Selected works: February

2/4/2024

This month, we're focusing on materiality, and the tension between opposites that occur simultaneously in the artwork. It can be between inorganic and organic, hard and soft, beautiful and grotesque, fantasy and reality, and the list goes on.

Erika Stöckel (b. 1989, Kiruna, SE) holds a degree from the Art Academy in Oslo and the Academy of Fine Arts Umeå. She works mainly with ceramics, and her sculptures give a sense of organic growth in the form of effervescent ceramic forms built layer upon layer. The repressed body is in focus in Stöckel's work. The bulging sculptures act as a representation of the body, in which Stöckel ask questions about bodily self-image; her identity as Sami is an important element in this, and the works illustrate both shame and ownership of one's own body and identity. The question of a normative body and how we turn subject into object through our gaze is a pervasive theme in her practice.

Stöckel has been acquired by Public art agency, Sweden and Gothenburg Art, amongst others.

Hanne Friis (b. 1972, Oslo) is educated in painting and sculpture at the Art Academy in Trondheim. She is primarily known for her sensuous, abstract sculptures in various textile materials. A significant part of her fabrics are stained by plants through slow dyeing processes which give the surfaces a painterly expression. The sculptures are carefully crafted by hand with a distinctive stitching technique; with a small needle Friis transforms the material by folding and pressing the fabric into organic formations and complex structures that generate a sense of change and growth. The ambiguity in the relationship between form and materiality is a recurring theme.

Friis’ work is included in the collection of Haugar Art Museum, Tønsberg, Sørlandets Art Museum, Kristiansand, The Norwegian Government, Oslo, KODE Art Museum, Bergen, The National Museum, Oslo, The Museum of Decorative Arts, Trondheim, The Art Museum of Northern Norway, Tromsø, The Haugalandmuseum in Haugesund and The Arts Council, Norway as well as numerous private collections nationally and abroad.

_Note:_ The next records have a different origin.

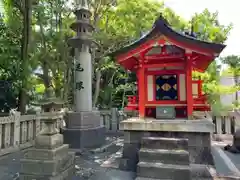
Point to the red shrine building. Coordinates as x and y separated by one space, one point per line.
163 61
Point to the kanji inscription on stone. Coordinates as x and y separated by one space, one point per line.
79 85
79 67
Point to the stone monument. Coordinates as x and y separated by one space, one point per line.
49 158
83 126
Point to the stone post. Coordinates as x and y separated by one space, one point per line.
83 126
49 158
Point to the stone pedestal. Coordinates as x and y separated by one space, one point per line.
49 159
84 130
198 133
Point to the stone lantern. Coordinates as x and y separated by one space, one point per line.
49 158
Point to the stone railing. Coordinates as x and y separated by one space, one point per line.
18 132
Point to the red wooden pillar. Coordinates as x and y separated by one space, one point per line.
141 91
189 86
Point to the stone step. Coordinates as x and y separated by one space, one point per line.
179 157
164 143
163 171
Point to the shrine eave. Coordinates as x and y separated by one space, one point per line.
161 27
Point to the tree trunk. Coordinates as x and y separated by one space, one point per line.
26 33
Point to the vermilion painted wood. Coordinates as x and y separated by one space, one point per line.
141 90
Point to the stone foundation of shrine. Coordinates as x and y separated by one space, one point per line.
84 130
198 133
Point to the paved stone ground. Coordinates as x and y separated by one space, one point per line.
100 165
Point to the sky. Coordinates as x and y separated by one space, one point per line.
229 12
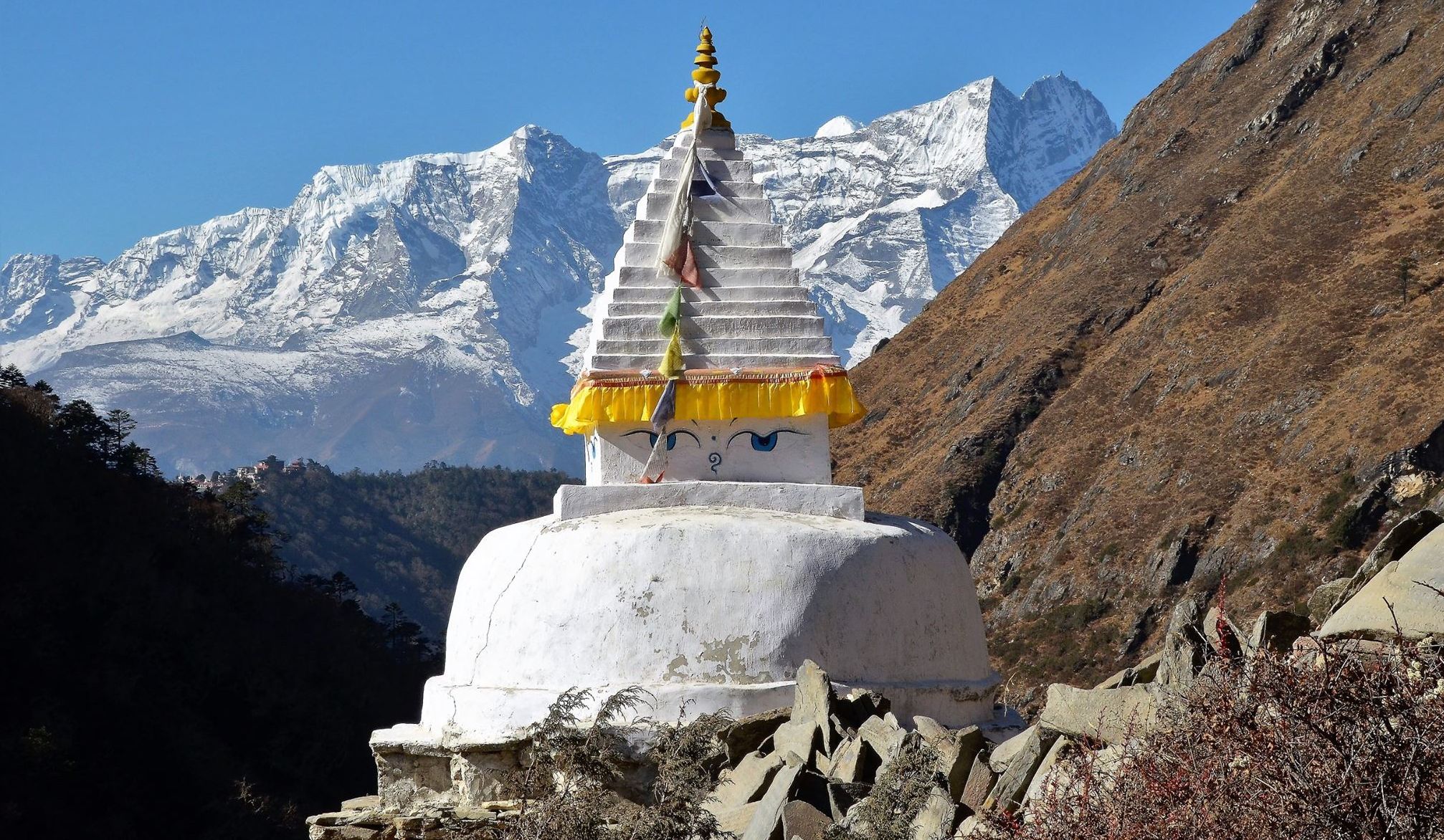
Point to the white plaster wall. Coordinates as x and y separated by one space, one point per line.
716 451
712 603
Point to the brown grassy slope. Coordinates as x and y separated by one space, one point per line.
1177 364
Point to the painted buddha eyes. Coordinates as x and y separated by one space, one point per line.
672 439
763 442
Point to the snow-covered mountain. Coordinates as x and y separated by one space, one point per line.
422 307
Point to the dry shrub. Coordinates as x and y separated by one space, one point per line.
897 796
1351 745
566 790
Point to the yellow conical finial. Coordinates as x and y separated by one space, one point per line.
705 74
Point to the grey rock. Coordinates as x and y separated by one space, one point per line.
1394 546
956 750
935 818
1002 755
842 796
1277 630
883 735
749 780
981 780
769 814
1324 598
803 821
848 761
736 820
1401 592
1042 775
1014 781
1183 646
1139 674
750 732
1108 715
1230 641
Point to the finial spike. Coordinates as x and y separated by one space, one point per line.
706 75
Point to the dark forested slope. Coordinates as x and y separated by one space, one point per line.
163 673
400 538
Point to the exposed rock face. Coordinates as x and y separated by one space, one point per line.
1210 353
1402 598
428 307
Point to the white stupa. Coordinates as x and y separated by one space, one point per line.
709 553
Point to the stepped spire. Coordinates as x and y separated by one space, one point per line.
708 75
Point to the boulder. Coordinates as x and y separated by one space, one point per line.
1014 781
1043 778
860 705
803 821
1108 715
956 750
750 732
1394 546
812 702
842 796
1222 634
747 781
935 818
1402 585
1002 755
736 820
1277 630
1183 646
981 780
854 761
883 735
1141 673
769 813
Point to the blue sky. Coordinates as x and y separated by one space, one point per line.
120 120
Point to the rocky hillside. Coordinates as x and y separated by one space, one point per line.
1212 353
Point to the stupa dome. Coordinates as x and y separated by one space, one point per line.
709 555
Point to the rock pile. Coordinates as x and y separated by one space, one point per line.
847 768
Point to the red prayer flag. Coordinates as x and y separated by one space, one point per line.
683 263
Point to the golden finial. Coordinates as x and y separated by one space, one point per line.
705 74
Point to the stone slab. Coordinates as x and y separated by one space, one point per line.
1398 593
817 500
1109 715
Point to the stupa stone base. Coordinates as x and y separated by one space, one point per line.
705 606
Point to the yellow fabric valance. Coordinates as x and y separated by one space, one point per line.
629 397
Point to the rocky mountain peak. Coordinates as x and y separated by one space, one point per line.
1200 355
422 307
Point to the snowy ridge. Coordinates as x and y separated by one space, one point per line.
425 307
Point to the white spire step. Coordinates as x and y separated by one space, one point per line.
696 361
718 169
715 256
763 323
656 347
712 233
715 307
712 277
660 293
756 210
738 188
678 153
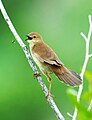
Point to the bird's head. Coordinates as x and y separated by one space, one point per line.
33 37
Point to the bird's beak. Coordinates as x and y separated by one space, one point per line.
28 37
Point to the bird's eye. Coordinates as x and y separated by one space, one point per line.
34 36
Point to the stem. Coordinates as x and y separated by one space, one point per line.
30 61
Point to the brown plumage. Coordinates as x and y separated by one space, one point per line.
48 62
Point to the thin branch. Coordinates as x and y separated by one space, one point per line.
90 55
82 34
87 39
30 61
90 106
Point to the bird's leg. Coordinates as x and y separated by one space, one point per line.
37 74
49 88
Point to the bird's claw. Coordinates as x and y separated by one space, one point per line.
37 75
49 95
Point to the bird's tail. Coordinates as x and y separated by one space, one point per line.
67 76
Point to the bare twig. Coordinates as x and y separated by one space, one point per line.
30 61
87 56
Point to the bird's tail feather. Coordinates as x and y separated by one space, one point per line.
68 77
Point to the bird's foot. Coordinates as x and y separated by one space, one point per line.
37 74
49 95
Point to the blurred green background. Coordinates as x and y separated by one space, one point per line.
60 23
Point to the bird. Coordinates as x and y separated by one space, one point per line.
49 63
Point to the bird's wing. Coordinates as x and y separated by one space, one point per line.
45 54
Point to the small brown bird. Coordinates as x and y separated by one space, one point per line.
48 62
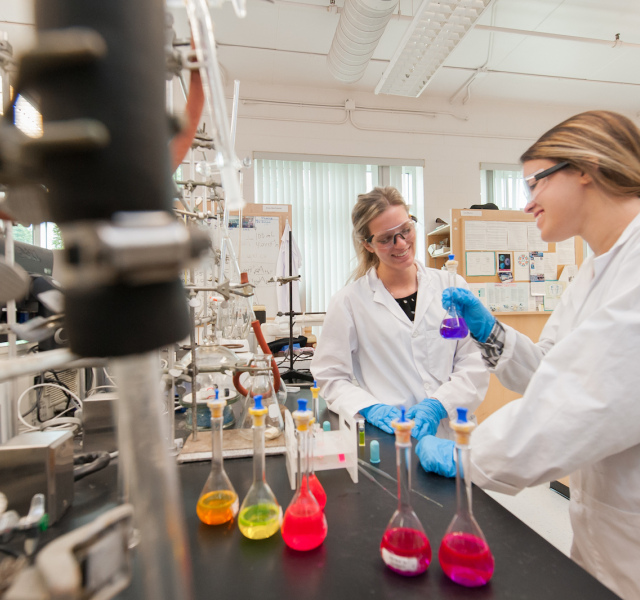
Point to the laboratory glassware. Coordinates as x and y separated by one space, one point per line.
262 384
453 326
304 526
405 547
260 514
218 501
316 431
464 554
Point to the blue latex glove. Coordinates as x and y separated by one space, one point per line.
381 416
436 455
427 416
479 320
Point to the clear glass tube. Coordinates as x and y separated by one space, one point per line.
453 326
405 547
260 514
314 483
218 501
464 554
304 526
153 478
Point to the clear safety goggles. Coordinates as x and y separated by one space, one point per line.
531 181
388 238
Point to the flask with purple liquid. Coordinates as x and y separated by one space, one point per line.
453 326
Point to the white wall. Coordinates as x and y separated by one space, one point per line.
452 149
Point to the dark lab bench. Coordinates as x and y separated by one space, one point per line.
348 565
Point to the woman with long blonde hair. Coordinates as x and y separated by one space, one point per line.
580 412
380 346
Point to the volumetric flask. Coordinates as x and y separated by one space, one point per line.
261 384
218 501
405 547
304 526
453 326
260 514
464 554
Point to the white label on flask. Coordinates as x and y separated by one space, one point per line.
401 563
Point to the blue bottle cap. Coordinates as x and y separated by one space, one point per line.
374 452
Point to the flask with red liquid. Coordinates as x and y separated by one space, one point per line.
453 326
405 547
304 526
464 554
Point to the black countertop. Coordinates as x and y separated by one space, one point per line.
348 564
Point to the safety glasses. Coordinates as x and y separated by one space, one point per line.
388 238
531 181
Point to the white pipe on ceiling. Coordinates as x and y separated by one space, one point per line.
614 43
361 25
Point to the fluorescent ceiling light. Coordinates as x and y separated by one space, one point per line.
435 31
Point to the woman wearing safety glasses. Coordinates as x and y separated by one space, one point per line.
580 410
380 346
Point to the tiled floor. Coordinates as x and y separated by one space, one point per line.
542 509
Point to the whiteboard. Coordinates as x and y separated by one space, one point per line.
257 244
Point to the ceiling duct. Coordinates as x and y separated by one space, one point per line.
361 25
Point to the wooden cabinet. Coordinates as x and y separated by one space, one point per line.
528 322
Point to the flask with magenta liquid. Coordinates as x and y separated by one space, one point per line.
314 483
304 526
260 514
453 326
464 554
405 547
218 501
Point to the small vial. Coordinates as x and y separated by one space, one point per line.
361 433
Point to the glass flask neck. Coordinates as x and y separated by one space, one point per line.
463 480
452 271
303 462
258 454
403 463
216 445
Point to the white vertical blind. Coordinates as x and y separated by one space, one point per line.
322 196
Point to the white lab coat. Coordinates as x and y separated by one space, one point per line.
366 336
580 413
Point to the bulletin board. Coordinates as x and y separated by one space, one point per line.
255 233
500 247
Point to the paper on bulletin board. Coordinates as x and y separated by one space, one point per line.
550 265
566 251
479 264
536 273
552 293
508 297
475 235
534 241
497 237
569 273
479 290
521 265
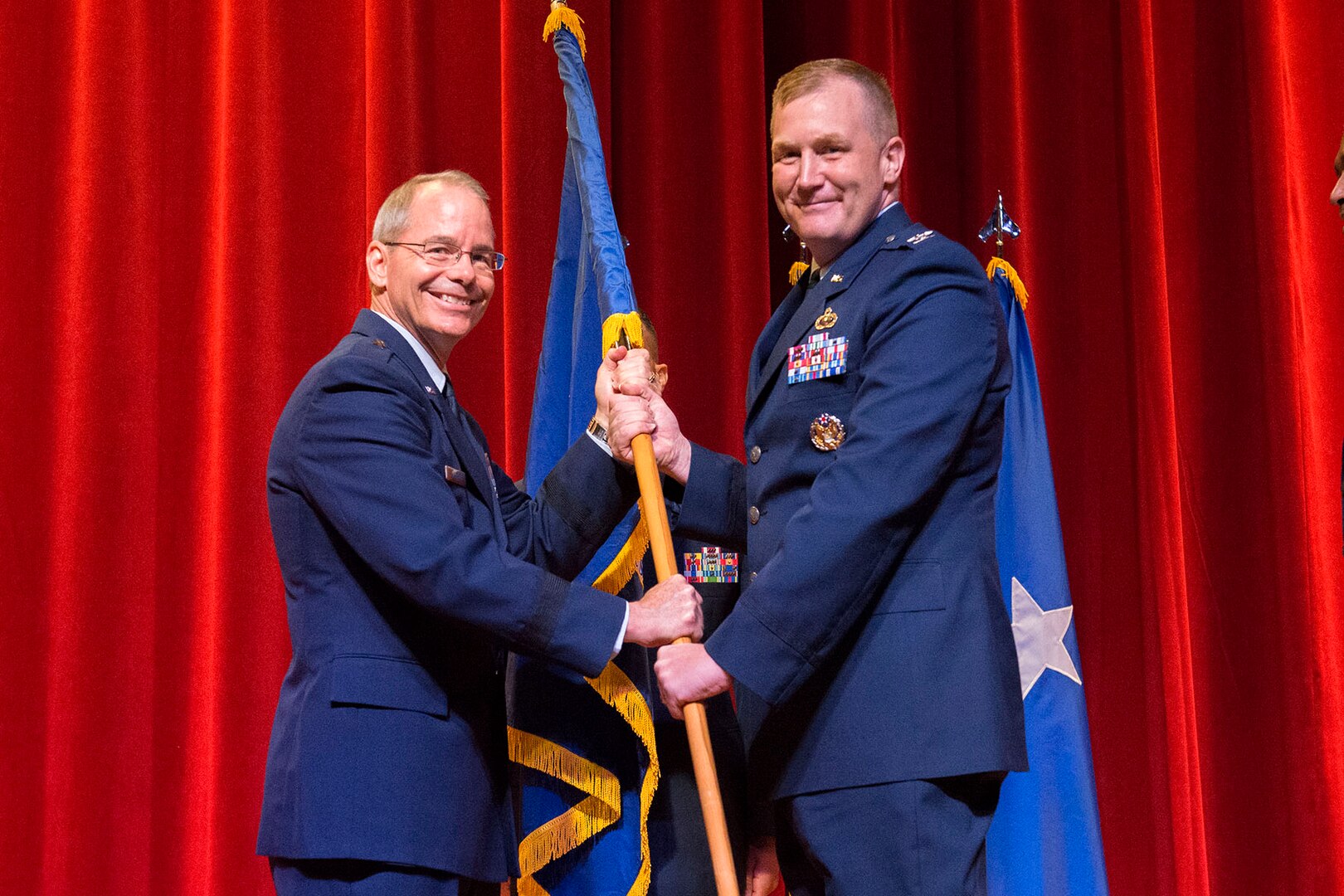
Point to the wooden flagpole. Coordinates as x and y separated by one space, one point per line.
696 723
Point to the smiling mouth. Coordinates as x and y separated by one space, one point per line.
453 301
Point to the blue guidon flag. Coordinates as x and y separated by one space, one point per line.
1046 835
583 748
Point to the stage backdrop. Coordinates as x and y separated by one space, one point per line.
186 191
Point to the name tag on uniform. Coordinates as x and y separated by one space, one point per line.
817 358
710 564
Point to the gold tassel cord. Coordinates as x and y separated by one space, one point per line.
565 17
1019 289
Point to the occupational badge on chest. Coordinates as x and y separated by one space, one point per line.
827 433
710 564
817 358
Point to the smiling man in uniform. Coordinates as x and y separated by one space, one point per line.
873 655
411 566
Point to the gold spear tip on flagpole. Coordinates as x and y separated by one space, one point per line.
999 225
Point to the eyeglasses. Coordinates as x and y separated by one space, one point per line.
446 256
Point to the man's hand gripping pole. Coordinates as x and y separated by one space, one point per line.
696 723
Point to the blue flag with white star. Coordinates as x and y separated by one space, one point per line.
1046 835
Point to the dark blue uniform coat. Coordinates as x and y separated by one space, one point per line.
410 564
871 642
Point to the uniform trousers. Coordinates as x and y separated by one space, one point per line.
901 839
358 878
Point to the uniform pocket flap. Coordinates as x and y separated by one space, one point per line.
386 681
917 586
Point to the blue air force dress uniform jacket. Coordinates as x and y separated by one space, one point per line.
411 564
871 642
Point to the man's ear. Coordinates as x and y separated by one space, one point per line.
375 260
893 160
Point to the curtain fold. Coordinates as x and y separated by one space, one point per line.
186 193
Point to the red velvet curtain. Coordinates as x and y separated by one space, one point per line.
186 191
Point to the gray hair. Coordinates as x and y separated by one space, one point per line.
392 218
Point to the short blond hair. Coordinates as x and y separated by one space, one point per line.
397 208
813 75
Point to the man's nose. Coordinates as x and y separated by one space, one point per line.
810 171
463 270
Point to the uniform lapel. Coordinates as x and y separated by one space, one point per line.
796 325
464 444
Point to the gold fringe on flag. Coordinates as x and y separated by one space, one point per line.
1019 289
601 806
565 17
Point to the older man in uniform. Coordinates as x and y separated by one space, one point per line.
411 564
873 655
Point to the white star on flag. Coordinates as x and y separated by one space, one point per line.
1040 638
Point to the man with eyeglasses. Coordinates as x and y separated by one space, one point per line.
411 566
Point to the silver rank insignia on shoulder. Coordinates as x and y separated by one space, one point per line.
827 433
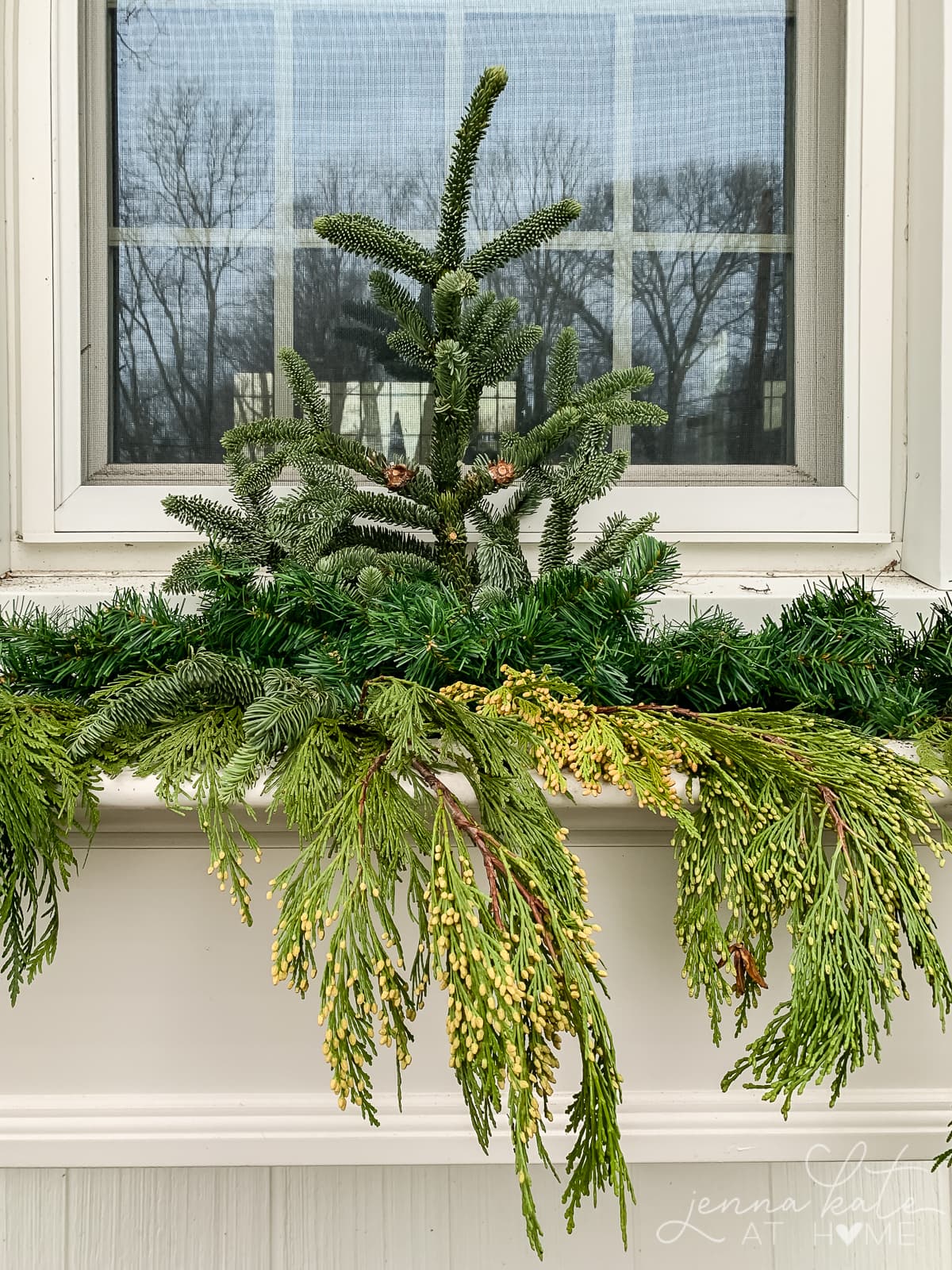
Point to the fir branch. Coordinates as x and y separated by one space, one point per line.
526 235
455 209
304 387
44 797
397 300
374 241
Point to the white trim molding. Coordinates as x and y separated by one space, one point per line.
56 511
689 1126
928 518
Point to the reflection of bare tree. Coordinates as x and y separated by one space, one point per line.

Nebil Zaman (f.1985, Kurdistan, Iraq) has a degree in Furniture Design and Interior Architecture from Oslo National Academy of the Arts. In combining his background from traditional woodworking, advertising and furniture design with his childhood upbringing and experiences, Zaman explores how our surroundings affect us socially and culturally through the use of different materials, production techniques, and visual languages. His formal language and aesthetic stems from a fascination with ancient civilizations, archaeological encounters, science fiction and futuristic visions. The scope of his creative process focuses on the combination of digital fabrication and handcraft methods. Zaman is most intrigued by the materiality of plaster, as it provides an organic element of expression and a sense of freedom.

Zaman was awarded the ‘DOGA Award for Newcomers’ 2017 for his project “Personal Space”, a bench that invites to reflect on how we relate to one another. The piece was acquired by the National Museum of Norway in 2019.

Ali Gallefoss (b. 1989, Bergen) holds a degree in Furniture and Spatial Design from Bergen Academy of Fine Art and Design (2018) and the Oslo Academy of the Arts (2022). Gallefoss has early established himself as one of Norway's foremost designers and performing craftsmen, and was quickly noticed by well-known Norwegian designers such as Holzweiler and Snøhetta. In 2019, Gallefoss created a sculpture of superfluous scarves and cuts from the stone industry for the Norwegian clothing brand Holzweiler, which was later installed at Dover Street Market in Beijing. In 2020, he was selected to exhibit as part of Norwegian Presence 2020 at Salon Satelite in Milan. The same year he also won Bo Bedre's design award as the year's newcomer. In 2021, he worked with Snøhetta to create Holzweiler's new store in his hometown of Bergen and was later chosen to curate a jewelry exhibition for Oslo Fushion Festival called "Abstract Landscape" where he produced a number of works in stone, bronze, aluminum, glass and textile.

Gallefoss is acquired by Equinor Art Programme.

Pettersen & Hein is a collaboration between Lea Hein and Magnus Pettersen. Hein is a furniture designer educated at HDK Valand, University of Gothenburg in Sweden, and Pettersen is an artist educated at the Royal Danish Academy of Fine Arts.

What happens when design is no longer comprised by function, but longs for the aesthetic and ethical freedom of art? American artist Richard Artschwager once said, “If you sit on it, it’s a chair. If you walk around it and look at it, it’s a sculpture”. Some objects invite for different ways of living and using a space by paying homage to materials, color and form rather than functional use, thereby taking on a clear unique, bold position, the end-result often being intriguing and extraordinary. When boundaries between design and art are effaced potential for magic occurs.

Their different backgrounds and the goal of collaboration allow the duo to explore a new practice and experiment with beautiful and poetic results. The works are designs, but without the typical constraints of form and function. The aesthetic exploration free from rules and function, celebrating material, form, and color, enables them to create new sculptural forms. With their powerful works, they question the entire idea of product and art.